If your browser raises an error due to lack of negative look-behind support, use the following alternative pattern:

^(?=[a-zA-Z0-9._]{8,20}$)(?!.*[_.]{2})[^_.].*[^_.]$

小开

^[a-z0-9_-]{3,15}$

^ # Start of the line

[a-z0-9_-] # Match characters and symbols in the list, a-z, 0-9, underscore, hyphen

{3,15} # Length at least 3 characters and maximum length of 15

$ # End of the line

小开

private static final Scanner scan = new Scanner(System.in);


public static void main(String[] args) {
int n = Integer.parseInt(scan.nextLine());
while (n-- != 0) {
String userName = scan.nextLine();
String regularExpression = "^[[A-Z]|[a-z]][[A-Z]|[a-z]|\\d|[_]]{7,29}$";
if (userName.matches(regularExpression)) {
System.out.println("Valid");
} else {
System.out.println("Invalid");
}
}
}

小开

^(?=.{4,20}$)(?:[a-zA-Z\d]+(?:(?:\.|-|_)[a-zA-Z\d])*)+$

You can test the regex here

小开

function isUserName(val){
let regUser=/^[a-zA-Z0-9](_(?!(\.|_))|\.(?!(_|\.))|[a-zA-Z0-9]){6,18}[a-zA-Z0-9]$/;
if(!regUser.test(val)){
return 'Name can only use letters,numbers, minimum length is 8 characters';
}
}

小开

const regex = /^moe_(app|lab)[A-Za-z0-9]{3}$/;
const str = `moe_app_baa`;
let m;


if ((m = regex.exec(str)) !== null) {
// The result can be accessed through the `m`-variable.
m.forEach((match, groupIndex) => {
console.log(`Found match, group ${groupIndex}: ${match}`);
});
}

小开

Stumbled upon this question in another one. Seems not necessary to use that many lookarounds. Following a bit shorter pattern with use of \w which is a short for word character and commonly preset to [A-Za-z0-9_]. To get rid of the underscore, [^\W_] can be used to match [A-Za-z0-9].

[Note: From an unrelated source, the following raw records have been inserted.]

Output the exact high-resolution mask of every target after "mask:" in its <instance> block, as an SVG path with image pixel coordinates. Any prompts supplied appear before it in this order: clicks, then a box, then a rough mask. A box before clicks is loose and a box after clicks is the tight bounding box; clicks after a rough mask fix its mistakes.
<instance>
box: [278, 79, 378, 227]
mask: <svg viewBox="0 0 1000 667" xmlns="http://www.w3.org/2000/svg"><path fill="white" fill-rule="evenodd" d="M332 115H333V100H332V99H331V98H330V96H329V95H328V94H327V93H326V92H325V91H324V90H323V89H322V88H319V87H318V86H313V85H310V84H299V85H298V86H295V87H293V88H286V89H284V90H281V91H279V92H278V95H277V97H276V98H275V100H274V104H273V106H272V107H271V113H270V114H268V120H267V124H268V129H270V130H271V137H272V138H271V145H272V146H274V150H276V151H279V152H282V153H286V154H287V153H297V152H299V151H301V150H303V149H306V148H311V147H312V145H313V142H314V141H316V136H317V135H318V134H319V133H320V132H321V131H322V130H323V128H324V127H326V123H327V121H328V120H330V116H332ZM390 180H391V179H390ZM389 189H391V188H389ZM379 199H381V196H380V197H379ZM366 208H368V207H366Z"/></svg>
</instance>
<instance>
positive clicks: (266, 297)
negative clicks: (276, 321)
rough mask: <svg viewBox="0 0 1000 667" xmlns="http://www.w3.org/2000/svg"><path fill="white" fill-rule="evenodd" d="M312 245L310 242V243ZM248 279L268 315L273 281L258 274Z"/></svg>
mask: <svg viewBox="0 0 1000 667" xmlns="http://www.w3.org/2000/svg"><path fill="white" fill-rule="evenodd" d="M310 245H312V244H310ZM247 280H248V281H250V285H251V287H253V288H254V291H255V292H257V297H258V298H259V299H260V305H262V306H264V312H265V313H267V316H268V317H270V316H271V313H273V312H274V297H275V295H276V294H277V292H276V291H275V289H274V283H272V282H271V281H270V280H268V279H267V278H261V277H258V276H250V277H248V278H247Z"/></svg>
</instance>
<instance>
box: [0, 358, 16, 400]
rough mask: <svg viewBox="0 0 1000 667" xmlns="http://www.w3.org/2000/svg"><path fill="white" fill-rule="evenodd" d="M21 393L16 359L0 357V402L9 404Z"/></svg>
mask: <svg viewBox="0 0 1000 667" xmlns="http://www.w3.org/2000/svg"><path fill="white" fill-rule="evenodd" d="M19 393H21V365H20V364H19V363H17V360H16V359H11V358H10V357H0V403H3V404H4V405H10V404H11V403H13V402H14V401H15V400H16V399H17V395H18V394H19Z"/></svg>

^[^\W_](?!.*?[._]{2})[\w.]{6,18}[^\W_]$

^[^\W_] one letter or digit at the start
(?!.*?[._]{2}) negative lookahead to disallow __ ._ _. ..
(for reduing steps on longer inputs, a lazy quantifier is used in .*?)
[\w.]{6,18} 6 to 18 characters that can be letters, digits, _ and .
[^\W_]$ ending in another letter or digit

See this demo at regex101 (further explanation on the right side)

Note: \w depending on environment/settings can further contain unicode letters and digits.